Saturday, 27 October 2018

Paul McCartney - Ram (1971)


Released May 1971

Recorded in New York and Los Angeles

After the deliberately "home-made" feel of 1970's "McCartney", Paul McCartney continued in the same vein, to an extent, although this album benefits from a much fuller, more powerful production - more electric guitar, for example. It did still have that ramshackle feel to it, though, as if it were recoded in one of McCartney's farm buildings (it had not, see above). The whole "folk rock" laid-back thing was de rigeur at the time - Dylan, CSNY, The Byrds, Van Morrison, they were all at it. Why not McCartney? He ad a ten year legend to de-construct, after all. I am being facetious, but you certainly got the impression he just wanted to do some carefree, enjoyable music under no pressure. That is exactly what this album is. It doesn't really beggar too much analysis.


1. Too Many People
2. 3 Legs
3. Ram On
4. Dear Boy
5. Uncle Albert/Admiral Halsey
6. Smile Away
7. Heart Of The Country
8. Monkberry Moon Delight
9. Eat At Home
10. Long Haired Lady
11. Ram On (reprise)
12. In The Back Seat Of My Car

"Too Many People" is a confident, solid rock song, with potent drums and electric guitar and a memorable hook. "3 Legs" is a light, folky and vaguely bluesy, enjoyable but inessential number. "Ram On" has McCartney in Beatles-style vocal tone, but is a pretty throwaway short piece of innocent, unthreatening fun. It doesn't really get anywhere, neither it supposed to. Stuff like this sounds like something laid down in a spare few minutes in the studio, with no real intention release.

The wistful, Beatles-esque "Dear Boy" has a hint of the material that Wings would put out over the subsequent years. It is, like all the album, cheerful, melodic and unashamedly unchallenging. McCartney still also had time for a bit George Martin-style orchestrated whimsy in the irritating but annoyingly memorable "Uncle Albert/Admiral Halsey". The former with its "Yellow Submarine" silly voices and the latter with its cheery brass and more haughty voices give Beatles followers their dose of McCartney silliness. Personally, I have always hated it, but still find myself singing along to it. It is another very Wings-like prototype. You almost expect it to launch into "ho hey ho" near the end.
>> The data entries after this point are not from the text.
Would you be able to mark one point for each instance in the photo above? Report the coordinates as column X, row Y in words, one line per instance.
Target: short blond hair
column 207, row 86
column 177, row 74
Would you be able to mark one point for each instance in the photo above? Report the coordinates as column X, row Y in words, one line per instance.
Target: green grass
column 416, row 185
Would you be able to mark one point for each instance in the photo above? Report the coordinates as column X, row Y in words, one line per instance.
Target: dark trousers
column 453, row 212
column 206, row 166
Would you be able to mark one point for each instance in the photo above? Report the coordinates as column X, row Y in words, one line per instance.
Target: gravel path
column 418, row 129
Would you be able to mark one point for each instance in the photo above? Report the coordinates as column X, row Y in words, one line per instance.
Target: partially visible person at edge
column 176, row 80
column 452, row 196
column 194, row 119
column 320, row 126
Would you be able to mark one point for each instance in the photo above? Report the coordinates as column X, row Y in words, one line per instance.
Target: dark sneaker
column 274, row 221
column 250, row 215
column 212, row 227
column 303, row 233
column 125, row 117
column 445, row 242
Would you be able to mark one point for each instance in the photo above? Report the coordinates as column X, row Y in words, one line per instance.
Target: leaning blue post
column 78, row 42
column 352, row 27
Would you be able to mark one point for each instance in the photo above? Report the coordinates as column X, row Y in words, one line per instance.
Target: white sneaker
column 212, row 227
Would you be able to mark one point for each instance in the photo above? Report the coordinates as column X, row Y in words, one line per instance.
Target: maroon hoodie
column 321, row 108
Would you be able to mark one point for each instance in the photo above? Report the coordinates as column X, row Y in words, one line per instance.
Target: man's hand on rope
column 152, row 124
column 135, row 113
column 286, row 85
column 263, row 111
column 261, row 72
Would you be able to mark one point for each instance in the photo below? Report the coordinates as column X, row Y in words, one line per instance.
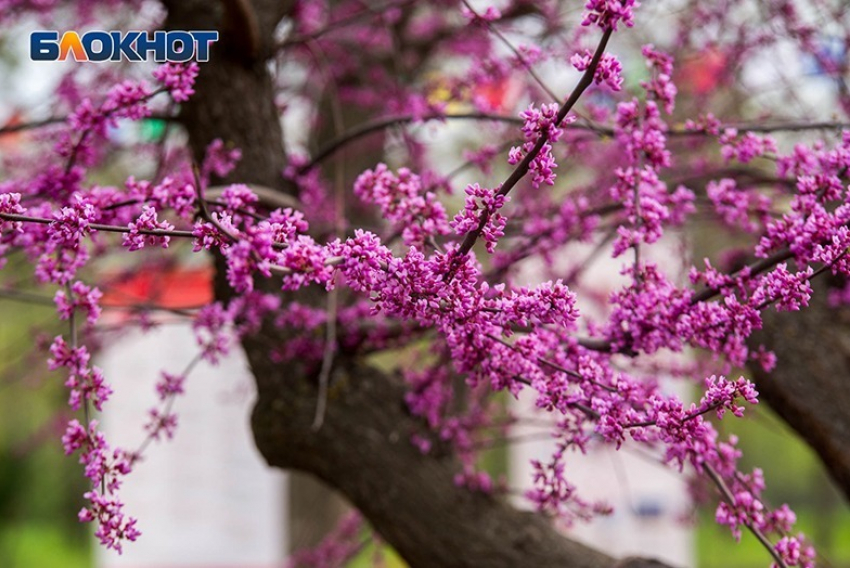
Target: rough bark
column 363, row 448
column 808, row 388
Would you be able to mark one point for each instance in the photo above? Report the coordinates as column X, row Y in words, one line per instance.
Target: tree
column 324, row 260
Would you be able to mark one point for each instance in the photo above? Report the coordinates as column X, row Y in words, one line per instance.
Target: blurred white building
column 205, row 499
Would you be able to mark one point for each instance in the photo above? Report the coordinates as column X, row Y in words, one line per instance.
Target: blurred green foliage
column 40, row 489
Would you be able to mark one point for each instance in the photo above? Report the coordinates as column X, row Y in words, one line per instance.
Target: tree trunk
column 363, row 449
column 809, row 387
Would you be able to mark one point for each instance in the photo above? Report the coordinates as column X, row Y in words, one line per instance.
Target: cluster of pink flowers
column 416, row 273
column 608, row 72
column 540, row 124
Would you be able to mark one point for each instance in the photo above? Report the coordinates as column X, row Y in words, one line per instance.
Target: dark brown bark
column 809, row 387
column 363, row 449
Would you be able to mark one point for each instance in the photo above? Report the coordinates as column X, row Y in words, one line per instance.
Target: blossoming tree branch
column 351, row 240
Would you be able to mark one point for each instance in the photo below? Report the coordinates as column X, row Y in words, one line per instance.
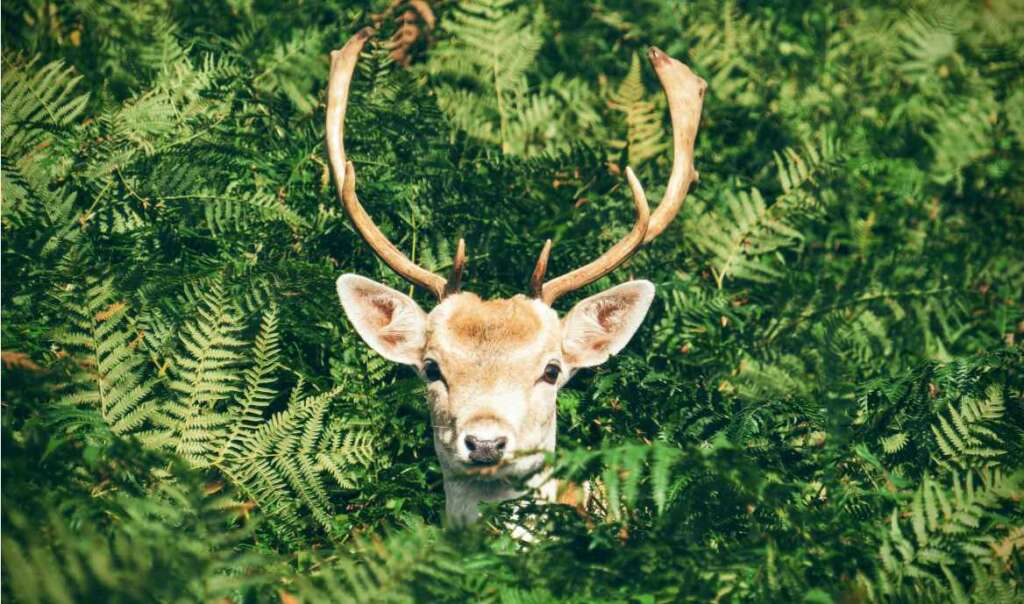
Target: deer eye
column 551, row 373
column 431, row 371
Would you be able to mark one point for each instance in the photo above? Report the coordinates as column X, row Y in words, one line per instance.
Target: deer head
column 494, row 367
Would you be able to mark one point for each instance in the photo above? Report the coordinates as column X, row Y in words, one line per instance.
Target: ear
column 389, row 321
column 603, row 325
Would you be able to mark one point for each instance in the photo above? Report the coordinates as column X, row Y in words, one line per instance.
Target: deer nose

As I said at the beginning, though, there is a fuller, rockier sound to some of this album, and we get some more rock with the chunky introductory riffs, electric guitar backing and doo-wop of "Smile Away". If this had been on "Abbey Road" everybody would have said it was great. As it was, the public at the time remained underwhelmed by McCartney's output, which was a bit of a shame because, if one forgets about The Beatles, this isn't a bad album. Then again, though, if it hadn't been for The Beatles, he wouldn't have got away with an album as quirky as this.

"Heart Of The Country" is blissfully pleasant and endearing, McCartney expressing the pleasures of his bucolic life. Lyrically and musically, it is enjoyable. "I want a horse, I got sheep, I want to get me a good night's sleep...". 

"Monkberry Moon Delight" is another Wings-ish jaunty rocker. It is more proof that this is a more fulfilled, credible album than its predecessor. I have always quite the rock 'n' roll groove of "Eat At Home". "Let's eat in bed" declares McCartney, as if he were singing to Yoko. "Long Haired Lady" is musically inventive, atmospheric and credible. It amazingly manages to eke six minutes out of not much at all though. The brass part at the end is appealing, however, but the track is two minutes too long. "Ram On" is briefly and pointlessly reprised before the album's final and possibly best track, "In The Back Seat Of My Car". It is a bit indulgent in places, but it is full of good points as it veers tunefully here and there.

It is a shame the heavy "Oh Woman, Oh Why" from the bonus material didn't make it on to the album, or the seriously powerful rock of "Rode All Night". It would be a totally different album, and perceived so differently.